Speaking to China Securities Journal Henry Fernandez, MSCI chairman and CEO, said that index provider had engaged in communications with the China Securities Regulatory Commission and the State Administration of Foreign Exchange about lifting or fully rescinding cross-border trading curbs, in order to make it easier for overseas investors to enter the A-share market.
According to Fernandez the authorities have given “positive consideration” to the proposition, which could facilitate the inclusion of Chinese shares in MSCI’s emerging markets index, and spur the expansion of foreign capital into China’s stock market.
MSCI estimates that the total value of funds tracking its indices has reached USD$11 trillion, with USD$2 trillion following the emerging market index.
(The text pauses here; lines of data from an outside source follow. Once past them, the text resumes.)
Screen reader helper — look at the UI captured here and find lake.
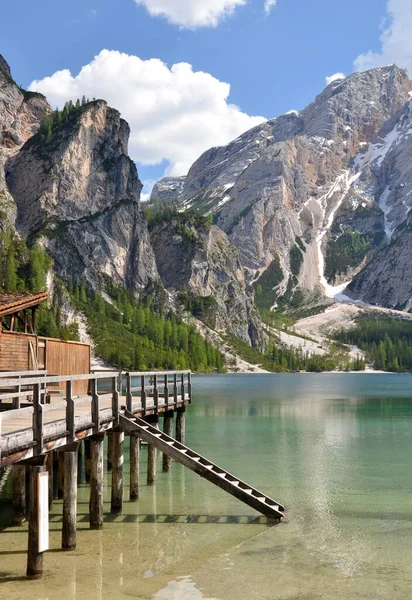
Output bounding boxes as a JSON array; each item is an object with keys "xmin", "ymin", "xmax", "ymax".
[{"xmin": 0, "ymin": 374, "xmax": 412, "ymax": 600}]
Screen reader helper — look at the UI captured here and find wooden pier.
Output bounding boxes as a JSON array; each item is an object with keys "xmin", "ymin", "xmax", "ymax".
[{"xmin": 0, "ymin": 371, "xmax": 284, "ymax": 578}]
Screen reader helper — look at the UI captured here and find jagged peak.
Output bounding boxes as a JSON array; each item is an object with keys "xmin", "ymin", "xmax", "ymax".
[{"xmin": 0, "ymin": 54, "xmax": 12, "ymax": 79}]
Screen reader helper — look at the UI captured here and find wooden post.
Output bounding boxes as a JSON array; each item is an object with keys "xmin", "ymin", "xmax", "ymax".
[
  {"xmin": 33, "ymin": 383, "xmax": 43, "ymax": 454},
  {"xmin": 62, "ymin": 450, "xmax": 77, "ymax": 550},
  {"xmin": 173, "ymin": 373, "xmax": 178, "ymax": 410},
  {"xmin": 12, "ymin": 465, "xmax": 26, "ymax": 525},
  {"xmin": 126, "ymin": 373, "xmax": 133, "ymax": 412},
  {"xmin": 147, "ymin": 416, "xmax": 159, "ymax": 485},
  {"xmin": 90, "ymin": 379, "xmax": 100, "ymax": 435},
  {"xmin": 163, "ymin": 410, "xmax": 173, "ymax": 471},
  {"xmin": 89, "ymin": 434, "xmax": 104, "ymax": 529},
  {"xmin": 111, "ymin": 430, "xmax": 124, "ymax": 512},
  {"xmin": 187, "ymin": 373, "xmax": 192, "ymax": 404},
  {"xmin": 26, "ymin": 466, "xmax": 46, "ymax": 579},
  {"xmin": 153, "ymin": 375, "xmax": 159, "ymax": 414},
  {"xmin": 140, "ymin": 375, "xmax": 147, "ymax": 416},
  {"xmin": 57, "ymin": 452, "xmax": 64, "ymax": 499},
  {"xmin": 130, "ymin": 433, "xmax": 140, "ymax": 500},
  {"xmin": 107, "ymin": 431, "xmax": 113, "ymax": 471},
  {"xmin": 66, "ymin": 381, "xmax": 76, "ymax": 442},
  {"xmin": 176, "ymin": 406, "xmax": 186, "ymax": 444},
  {"xmin": 84, "ymin": 438, "xmax": 91, "ymax": 483}
]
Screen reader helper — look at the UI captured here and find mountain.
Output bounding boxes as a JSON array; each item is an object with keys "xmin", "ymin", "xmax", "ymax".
[
  {"xmin": 156, "ymin": 66, "xmax": 412, "ymax": 309},
  {"xmin": 0, "ymin": 54, "xmax": 50, "ymax": 230}
]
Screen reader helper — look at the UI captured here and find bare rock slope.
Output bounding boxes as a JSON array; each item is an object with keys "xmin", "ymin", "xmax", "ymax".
[{"xmin": 154, "ymin": 66, "xmax": 412, "ymax": 308}]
The company estimates the inclusion of Chinese A-shares in the index to draw over USD$300 billion in overseas capital into China’s stock market.
Fernandez pointed out that the daily restrictions of the Shanghai-Hong Kong Stock Connect and Shenzhen-Hong Kong Stock Connect schemes meant that the scheduled inclusion of 222 Chinese A-shares in the MSCI Emerging Markets Index would involve a two step process.
In May 2018 a 2.5% weighting would be incorporated into the formulation of the mid-year index, while a further 2.5% weighting would be added in August at the time of the formulation of the quarterly index.
Fernandez said that the incorporation of Chinese A-shares in MSCI’s emerging market index could still be performed in a single step if Chinese regulators would permanently lift daily cross-border trading restrictions, or even cancel them completely, in order to better cater to the interest of foreign investors.
“The main factor determining a division into two steps is the restriction on daily transaction amounts,” said Xie Zhengbin, MSCI Asia Research Director, to China Securities Daily.
“From the perspective of international investor, the division into two steps means twice as much time…if they could choose, international investors would of course prefer to complete it in a single step.
“From the perspective of Chinese capital markets and the securities regulator, they of course do not want delays to inclusion.”
While MSCI might be willing to expedite the Chinese share inclusion, Xie said that there would neither an increasing or reduction in its weighing on the index because of the significant inconvenience this would cause for investors.